I'm a little hesitant since we don't have a well-defined or stable format for the python-build-standalone distributions and we're pretty tightly integrated with them.
We also store all the metadata statically via templated Rust right now so it's a bit of a larger change to be able to read that from a file.
I'm sort of into adding support for reading that metadata dynamically, e.g., it's also useful for updating Python without updating uv — but we'll need to have some sort of versioning scheme and I think if you're rolling your own distributions there's no guarantee they'll work well.
Yeah, I've been looking at how that gets included statically. I can patch uv with my own json and get it to use our builds, but reading from a file and getting that configured from settings or environment variables is a bit more plumbing.

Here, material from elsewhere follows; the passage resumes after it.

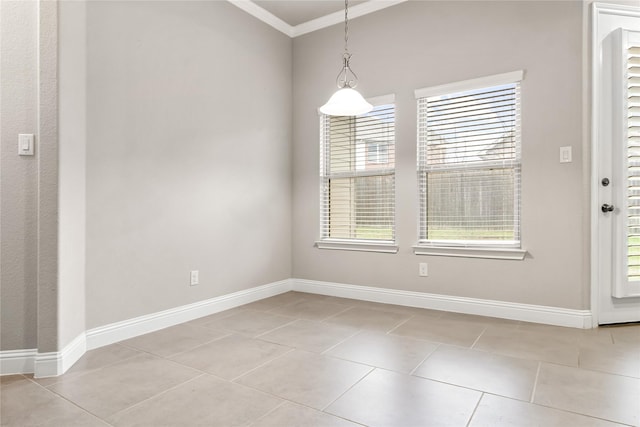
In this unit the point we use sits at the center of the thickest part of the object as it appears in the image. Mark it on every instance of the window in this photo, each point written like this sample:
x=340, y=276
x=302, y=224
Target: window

What's been changing about the format for distributions? Is that something we could help define/standardize? I also noticed there's no room in the schema for extra version numbers after patch, which we do use (build numbers, in case we rebuild a version), but could probably get by without if that's weird to add.
What's been changing about the format for distributions? Is that something we could help define/standardize?
The most recent example I can think of is https://github.com/astral-sh/python-build-standalone/pull/373
It's less that they're changing a lot, and more that I'm hesitant to promise they won't :) the python-build-standalone project is pretty young still and we're investing increasing resources into it. I expect things to change more in the future.
Another concern is that we need to apply patches to the distribution at install time. These may or may not be relevant for custom distributions?
I think the best place to start is experimental support for dynamic metadata in uv without stability promises. Then we can iterate on standardization or versioning of the format?
I also noticed there's no room in the schema for extra version numbers after patch, which we do use (build numbers, in case we rebuild a version), but could probably get by without if that's weird to add.
Like, you want to be able to have multiple builds of versions side-by-side in your metadata? I'm not particularly opposed, but it may complicate our Python request logic?